Im Szenario „Low Carbon Breakthrough“, das einen schnellen und ambitionierten Klimaschutz voraussetzt, platzt die spekulative CO2 Blase schnell und würde die europäischen Banken, Versicherungen und Pensionsfunds ca. 350- 400 Milliarden kosten. Besonders gefährdet wären die Finanzsysteme der Niederlande, Großbritannien und Frankreich. Deutschland konnte aufgrund von mangelnder Transparenz leider nicht genauer unter die Lupe genommen werden.

Das zweite Szenario macht deutlich, dass eine langsame und unsichere Transformation zu einer kohlenstoffarmen Wirtschaft noch teurer wird. Auch hier platzt die Blase, weil die Reserven zwar verspätet, jedoch letztlich doch nicht mehr ausgebeutet werden dürfen. Die Kosten erhöhen sich jedoch noch, weil die fossilen Rohstofffirmen durch die Unentschiedenheit der Politik weiter massiv in die Ausbeutung und Entdeckung neuer fossiler Reserven investieren, die sie zum Schluss dann doch nicht mehr nutzen können. Ebenso erhöht die Unsicherheit über den weiteren Pfad die Kapitalkosten.

Das letzte Szenario beschreibt die „Carbon Renaissance“, in der die Reserven über dem klimaverträglichen Budget hinaus ausgebeutet werden.

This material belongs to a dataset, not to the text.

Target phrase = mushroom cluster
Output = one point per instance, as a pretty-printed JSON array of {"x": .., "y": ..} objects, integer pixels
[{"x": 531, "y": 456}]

Zwar platzt dann keine Blase, doch es kommt zu einer katastrophalen Erderwärmung mit Fluten, Stürmen, Dürren etc. Gegen diese volkswirtschaftlichen Kosten ist die „Carbon Bubble“ ein Witz.

Die Studie macht eines deutlich: Eine ambitionierte und entschiedene europäische Klima- und Energiepolitik ist nicht teuer, sondern der günstigste Weg, um diese CO2-Blase zu reduzieren, während ein „business-as-usual“ das Risiko und die Kosten für das europäische Finanzsystem erhöht. Indem sie die Entscheidung über die 2030 Klima- und Energieziele verschieben, verwässern und blockieren, tun unsere Regierungen alles, um die CO2-Blase zu nähren.

Derweil sollten wir immer wieder auf diese „Carbon Bubble“ aufmerksam machen und bei unseren Pensionsfonds, Versicherungen und Banken anfragen, wo sie unser Geld investieren. Das großartige Tool Box von 350.org zu „Deinvestment“ sagt uns wie.